Bello says he's leaving PH labor market ‘in a far better condition’


Department of Labor and Employment (DOLE) Sec. Silvestre Bello III will end his term by the end of this month but he expressed confidence Friday, June 10, that he will be leaving with a far better” labor market condition.

DOLE Secretary Silvestre Bello III (Photo courtesy of DOLE Secretary Silvestre Bello III's Facebook page)

To walk his talk, Bello cited the recent results of the Labor Force Survey of the Philippine Statistics Authority (PSA) for the month of April.

According to Bello, the report showed a “significant” increase of 5.3 percent or 2.450 million in the economically active workforce compared to the January 2022 round.

The April 2022 LFS also recorded the highest employment rate since the pandemic at 94.3 percent or 45.631 million employed workers, which translated to employment gains of 2.613 million vis-à-vis the January 2022 round at 43.018 million or 93.6 percent).

Further, Bello said the unemployment rate also decreased to 5.7 percent or 2.762 million unemployed individuals in April 2022, compared to 6.4 percent or 2.925 million unemployed persons in January 2022.

Also, a decline in the underemployment rate was observed at 14 percent or 6.399 million in April 2022, compared to 14.9 percent or 6.397 million underemployed persons in January 2022.

“We are ending our term in office this month on a happy note. We are turning over a labor market that is in a far better condition than what we previously had because of the pandemic,” Bello said.

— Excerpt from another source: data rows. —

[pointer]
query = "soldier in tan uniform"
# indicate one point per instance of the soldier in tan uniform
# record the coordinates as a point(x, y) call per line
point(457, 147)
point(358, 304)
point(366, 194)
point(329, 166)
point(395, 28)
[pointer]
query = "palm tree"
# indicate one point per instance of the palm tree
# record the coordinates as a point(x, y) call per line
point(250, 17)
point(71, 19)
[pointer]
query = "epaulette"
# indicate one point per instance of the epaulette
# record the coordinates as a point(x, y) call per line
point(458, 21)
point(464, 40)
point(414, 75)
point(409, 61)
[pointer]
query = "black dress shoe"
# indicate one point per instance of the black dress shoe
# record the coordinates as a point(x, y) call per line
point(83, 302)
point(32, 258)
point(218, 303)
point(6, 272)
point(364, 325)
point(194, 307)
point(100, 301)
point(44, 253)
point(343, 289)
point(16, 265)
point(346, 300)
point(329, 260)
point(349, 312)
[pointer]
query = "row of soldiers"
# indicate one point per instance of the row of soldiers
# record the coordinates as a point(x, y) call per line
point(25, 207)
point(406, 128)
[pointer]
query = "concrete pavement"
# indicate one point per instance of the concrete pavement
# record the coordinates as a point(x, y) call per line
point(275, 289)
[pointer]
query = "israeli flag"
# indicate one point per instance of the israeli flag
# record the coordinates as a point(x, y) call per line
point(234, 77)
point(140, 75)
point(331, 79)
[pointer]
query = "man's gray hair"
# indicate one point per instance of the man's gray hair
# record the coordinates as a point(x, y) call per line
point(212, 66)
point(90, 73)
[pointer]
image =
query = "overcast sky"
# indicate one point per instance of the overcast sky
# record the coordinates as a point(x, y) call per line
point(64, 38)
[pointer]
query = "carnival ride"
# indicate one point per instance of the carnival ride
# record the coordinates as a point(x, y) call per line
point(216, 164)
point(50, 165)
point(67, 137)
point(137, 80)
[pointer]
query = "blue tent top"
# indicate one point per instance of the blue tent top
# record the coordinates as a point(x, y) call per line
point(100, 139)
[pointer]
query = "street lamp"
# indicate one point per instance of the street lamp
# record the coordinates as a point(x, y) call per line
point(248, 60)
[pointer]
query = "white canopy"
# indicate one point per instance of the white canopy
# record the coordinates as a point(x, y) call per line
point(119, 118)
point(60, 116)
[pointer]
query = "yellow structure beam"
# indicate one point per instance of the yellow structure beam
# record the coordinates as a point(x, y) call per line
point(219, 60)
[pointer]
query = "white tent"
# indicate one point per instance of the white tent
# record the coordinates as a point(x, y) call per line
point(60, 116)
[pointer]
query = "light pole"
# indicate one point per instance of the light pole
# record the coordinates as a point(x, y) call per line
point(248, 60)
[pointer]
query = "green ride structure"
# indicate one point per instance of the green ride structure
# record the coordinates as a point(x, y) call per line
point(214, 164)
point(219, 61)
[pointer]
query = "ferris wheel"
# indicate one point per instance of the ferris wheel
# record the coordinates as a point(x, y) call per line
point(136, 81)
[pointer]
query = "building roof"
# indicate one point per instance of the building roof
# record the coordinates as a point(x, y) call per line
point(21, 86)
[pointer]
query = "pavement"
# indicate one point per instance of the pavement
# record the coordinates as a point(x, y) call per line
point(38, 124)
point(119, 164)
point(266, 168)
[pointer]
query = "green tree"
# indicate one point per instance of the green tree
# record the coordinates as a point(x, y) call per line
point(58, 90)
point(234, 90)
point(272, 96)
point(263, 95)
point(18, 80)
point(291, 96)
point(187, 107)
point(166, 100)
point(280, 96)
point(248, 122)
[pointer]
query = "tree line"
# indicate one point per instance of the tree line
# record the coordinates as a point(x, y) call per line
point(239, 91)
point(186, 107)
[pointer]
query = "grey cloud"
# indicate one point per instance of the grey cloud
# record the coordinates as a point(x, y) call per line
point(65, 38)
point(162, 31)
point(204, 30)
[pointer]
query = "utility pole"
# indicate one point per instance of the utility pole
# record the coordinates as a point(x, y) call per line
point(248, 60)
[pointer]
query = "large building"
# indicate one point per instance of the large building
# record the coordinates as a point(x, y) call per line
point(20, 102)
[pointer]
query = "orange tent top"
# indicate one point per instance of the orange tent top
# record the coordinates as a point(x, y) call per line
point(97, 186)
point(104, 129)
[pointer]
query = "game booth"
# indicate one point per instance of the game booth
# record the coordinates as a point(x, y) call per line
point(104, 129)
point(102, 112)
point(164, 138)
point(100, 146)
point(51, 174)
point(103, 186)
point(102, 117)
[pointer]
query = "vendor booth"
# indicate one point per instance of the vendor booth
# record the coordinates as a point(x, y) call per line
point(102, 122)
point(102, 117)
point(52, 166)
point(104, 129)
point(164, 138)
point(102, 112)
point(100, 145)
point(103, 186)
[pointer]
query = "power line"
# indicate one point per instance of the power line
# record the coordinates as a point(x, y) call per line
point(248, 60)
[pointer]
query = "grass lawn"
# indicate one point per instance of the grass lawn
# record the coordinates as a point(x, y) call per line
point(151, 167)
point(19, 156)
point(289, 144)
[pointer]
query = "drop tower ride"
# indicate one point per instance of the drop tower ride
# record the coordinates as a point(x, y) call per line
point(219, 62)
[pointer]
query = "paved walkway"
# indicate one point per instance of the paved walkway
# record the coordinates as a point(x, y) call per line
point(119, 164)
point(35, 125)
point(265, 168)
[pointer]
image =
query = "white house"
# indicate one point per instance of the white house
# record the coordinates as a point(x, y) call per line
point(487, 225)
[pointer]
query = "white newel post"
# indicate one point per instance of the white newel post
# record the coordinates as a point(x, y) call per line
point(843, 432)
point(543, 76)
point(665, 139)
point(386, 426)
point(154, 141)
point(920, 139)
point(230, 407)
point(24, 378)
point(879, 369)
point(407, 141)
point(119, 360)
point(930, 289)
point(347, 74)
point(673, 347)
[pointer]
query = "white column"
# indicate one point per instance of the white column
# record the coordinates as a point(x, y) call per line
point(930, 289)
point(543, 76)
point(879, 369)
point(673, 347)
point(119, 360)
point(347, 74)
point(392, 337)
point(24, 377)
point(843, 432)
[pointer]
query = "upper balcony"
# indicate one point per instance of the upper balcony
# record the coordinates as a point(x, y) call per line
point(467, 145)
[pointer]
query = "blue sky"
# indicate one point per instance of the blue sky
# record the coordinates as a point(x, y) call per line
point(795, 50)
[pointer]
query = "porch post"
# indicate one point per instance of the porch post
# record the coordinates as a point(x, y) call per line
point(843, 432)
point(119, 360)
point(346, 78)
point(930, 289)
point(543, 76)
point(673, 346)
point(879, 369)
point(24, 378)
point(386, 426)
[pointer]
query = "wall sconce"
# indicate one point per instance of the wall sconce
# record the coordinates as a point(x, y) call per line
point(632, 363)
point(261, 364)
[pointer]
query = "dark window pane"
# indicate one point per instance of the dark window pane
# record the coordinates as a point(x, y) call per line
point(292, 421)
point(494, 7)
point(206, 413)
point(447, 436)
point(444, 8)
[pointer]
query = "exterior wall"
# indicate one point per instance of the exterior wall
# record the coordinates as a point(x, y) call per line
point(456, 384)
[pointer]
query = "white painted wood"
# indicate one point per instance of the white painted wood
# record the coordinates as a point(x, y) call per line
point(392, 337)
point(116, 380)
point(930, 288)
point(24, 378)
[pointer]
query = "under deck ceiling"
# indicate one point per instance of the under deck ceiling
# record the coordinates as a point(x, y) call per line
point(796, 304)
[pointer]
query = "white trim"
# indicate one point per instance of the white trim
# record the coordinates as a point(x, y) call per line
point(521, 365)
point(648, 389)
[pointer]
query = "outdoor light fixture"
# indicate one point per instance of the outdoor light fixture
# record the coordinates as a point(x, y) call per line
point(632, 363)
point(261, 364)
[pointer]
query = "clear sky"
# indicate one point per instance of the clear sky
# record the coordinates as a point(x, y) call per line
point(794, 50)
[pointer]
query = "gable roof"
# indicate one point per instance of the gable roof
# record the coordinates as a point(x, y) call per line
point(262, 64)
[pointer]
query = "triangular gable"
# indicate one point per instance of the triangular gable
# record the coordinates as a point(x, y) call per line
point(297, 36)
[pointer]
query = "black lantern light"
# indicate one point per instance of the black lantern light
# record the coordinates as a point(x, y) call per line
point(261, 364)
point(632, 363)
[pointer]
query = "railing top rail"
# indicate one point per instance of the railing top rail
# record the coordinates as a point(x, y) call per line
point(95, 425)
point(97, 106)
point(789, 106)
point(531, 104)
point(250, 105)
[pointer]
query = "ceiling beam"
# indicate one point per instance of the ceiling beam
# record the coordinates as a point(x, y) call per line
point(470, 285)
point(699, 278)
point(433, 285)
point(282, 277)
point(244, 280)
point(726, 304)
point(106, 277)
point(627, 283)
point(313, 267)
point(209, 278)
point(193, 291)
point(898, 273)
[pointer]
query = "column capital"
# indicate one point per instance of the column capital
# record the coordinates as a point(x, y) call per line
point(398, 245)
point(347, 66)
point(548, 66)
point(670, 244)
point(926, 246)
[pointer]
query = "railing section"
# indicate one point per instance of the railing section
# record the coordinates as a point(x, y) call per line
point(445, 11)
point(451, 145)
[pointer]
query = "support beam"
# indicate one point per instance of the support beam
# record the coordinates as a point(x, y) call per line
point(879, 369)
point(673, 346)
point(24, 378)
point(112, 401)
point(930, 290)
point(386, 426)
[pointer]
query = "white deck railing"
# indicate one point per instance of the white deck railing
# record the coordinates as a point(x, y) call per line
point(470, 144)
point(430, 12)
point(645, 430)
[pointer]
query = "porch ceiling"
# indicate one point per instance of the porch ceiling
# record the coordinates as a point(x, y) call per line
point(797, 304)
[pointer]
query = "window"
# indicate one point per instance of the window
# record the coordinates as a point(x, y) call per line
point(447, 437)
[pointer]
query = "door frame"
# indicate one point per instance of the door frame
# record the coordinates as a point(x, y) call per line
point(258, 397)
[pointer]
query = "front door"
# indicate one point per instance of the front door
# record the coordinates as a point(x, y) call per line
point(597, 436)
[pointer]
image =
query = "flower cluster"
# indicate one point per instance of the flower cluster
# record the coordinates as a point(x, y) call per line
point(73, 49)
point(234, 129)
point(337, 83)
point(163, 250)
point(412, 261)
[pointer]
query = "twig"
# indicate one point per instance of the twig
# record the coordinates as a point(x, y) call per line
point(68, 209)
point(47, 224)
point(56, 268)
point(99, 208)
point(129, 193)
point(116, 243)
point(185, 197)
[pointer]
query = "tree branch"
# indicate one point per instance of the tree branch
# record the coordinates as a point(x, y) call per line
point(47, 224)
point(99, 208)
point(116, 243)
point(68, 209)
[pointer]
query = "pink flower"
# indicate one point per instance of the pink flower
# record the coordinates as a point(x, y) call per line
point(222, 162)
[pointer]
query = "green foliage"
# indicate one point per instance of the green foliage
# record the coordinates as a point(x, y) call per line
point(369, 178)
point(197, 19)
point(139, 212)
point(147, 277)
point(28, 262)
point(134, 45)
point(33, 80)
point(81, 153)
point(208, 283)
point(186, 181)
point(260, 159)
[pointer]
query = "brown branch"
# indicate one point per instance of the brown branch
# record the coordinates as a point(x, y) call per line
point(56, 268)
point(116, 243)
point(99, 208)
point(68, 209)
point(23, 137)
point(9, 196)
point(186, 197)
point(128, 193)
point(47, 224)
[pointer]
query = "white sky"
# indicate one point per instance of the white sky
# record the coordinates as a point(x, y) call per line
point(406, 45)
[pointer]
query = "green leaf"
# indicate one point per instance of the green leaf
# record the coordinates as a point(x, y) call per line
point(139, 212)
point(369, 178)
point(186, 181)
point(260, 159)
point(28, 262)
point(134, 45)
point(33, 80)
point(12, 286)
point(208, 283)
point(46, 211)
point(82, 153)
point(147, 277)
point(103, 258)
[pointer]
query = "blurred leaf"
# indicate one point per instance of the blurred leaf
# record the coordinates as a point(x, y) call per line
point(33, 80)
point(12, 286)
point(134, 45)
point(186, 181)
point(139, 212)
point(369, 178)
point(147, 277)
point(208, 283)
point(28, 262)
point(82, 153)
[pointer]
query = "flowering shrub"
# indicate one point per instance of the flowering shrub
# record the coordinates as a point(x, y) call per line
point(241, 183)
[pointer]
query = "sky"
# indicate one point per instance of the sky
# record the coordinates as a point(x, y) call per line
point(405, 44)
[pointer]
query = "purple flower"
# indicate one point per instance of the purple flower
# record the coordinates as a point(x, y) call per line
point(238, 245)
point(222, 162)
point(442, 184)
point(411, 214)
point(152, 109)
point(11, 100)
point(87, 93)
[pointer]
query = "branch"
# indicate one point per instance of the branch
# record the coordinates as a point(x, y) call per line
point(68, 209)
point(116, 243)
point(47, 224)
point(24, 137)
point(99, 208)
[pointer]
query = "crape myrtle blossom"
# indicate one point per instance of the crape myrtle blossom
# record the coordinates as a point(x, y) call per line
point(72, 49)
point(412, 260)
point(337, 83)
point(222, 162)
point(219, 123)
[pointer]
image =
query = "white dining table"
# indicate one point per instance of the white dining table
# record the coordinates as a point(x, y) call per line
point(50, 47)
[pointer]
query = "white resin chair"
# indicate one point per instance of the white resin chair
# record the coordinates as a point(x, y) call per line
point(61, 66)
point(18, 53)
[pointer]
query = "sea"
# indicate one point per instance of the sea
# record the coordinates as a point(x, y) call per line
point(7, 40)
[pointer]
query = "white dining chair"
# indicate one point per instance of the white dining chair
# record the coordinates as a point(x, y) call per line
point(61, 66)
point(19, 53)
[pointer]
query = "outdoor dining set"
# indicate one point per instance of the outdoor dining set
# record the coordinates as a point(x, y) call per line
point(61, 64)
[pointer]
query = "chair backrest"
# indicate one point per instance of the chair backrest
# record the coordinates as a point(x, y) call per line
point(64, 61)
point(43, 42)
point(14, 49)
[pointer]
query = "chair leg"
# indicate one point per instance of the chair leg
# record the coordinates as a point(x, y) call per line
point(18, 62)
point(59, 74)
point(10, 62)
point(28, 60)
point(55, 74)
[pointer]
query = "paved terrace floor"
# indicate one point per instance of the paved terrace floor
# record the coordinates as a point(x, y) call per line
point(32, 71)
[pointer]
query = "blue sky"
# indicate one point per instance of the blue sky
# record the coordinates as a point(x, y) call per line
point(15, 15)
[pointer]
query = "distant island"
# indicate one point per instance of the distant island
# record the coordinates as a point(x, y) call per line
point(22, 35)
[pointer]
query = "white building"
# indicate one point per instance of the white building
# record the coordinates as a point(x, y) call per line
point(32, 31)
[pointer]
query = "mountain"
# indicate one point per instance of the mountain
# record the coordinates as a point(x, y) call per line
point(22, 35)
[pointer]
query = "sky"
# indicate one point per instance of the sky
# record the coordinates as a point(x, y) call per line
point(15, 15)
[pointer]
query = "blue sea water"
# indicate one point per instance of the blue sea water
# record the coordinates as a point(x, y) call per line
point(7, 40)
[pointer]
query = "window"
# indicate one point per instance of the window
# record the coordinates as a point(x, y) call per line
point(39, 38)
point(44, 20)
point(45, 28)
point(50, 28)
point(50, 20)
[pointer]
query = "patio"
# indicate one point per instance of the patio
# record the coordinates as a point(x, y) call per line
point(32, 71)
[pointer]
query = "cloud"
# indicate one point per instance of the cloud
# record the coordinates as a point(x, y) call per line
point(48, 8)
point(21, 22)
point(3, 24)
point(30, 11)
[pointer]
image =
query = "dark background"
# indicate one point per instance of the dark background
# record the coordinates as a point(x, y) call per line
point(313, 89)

“While the worst may seem to be over, the challenges ahead are still enormous. Despite the lingering pandemic being put under control, external shocks triggering rising prices of fuel, food and other basic commodities adversely impact our economy and threaten our continued efforts to improve the labor market,” he noted.

As such, the DOLE chief said the department was monitoring the developments even as it vowed to be ready to respond to help Filipino workers through emergency employment, livelihood grants, and employment facilitation services, among others.

“As we transition to the incoming administration, we will strive to maintain stability and industrial peace in the labor market until the last day of our work. We are confident that the incoming administration will be able to sustain the gains that we had, and even surpass them,” Bello concluded.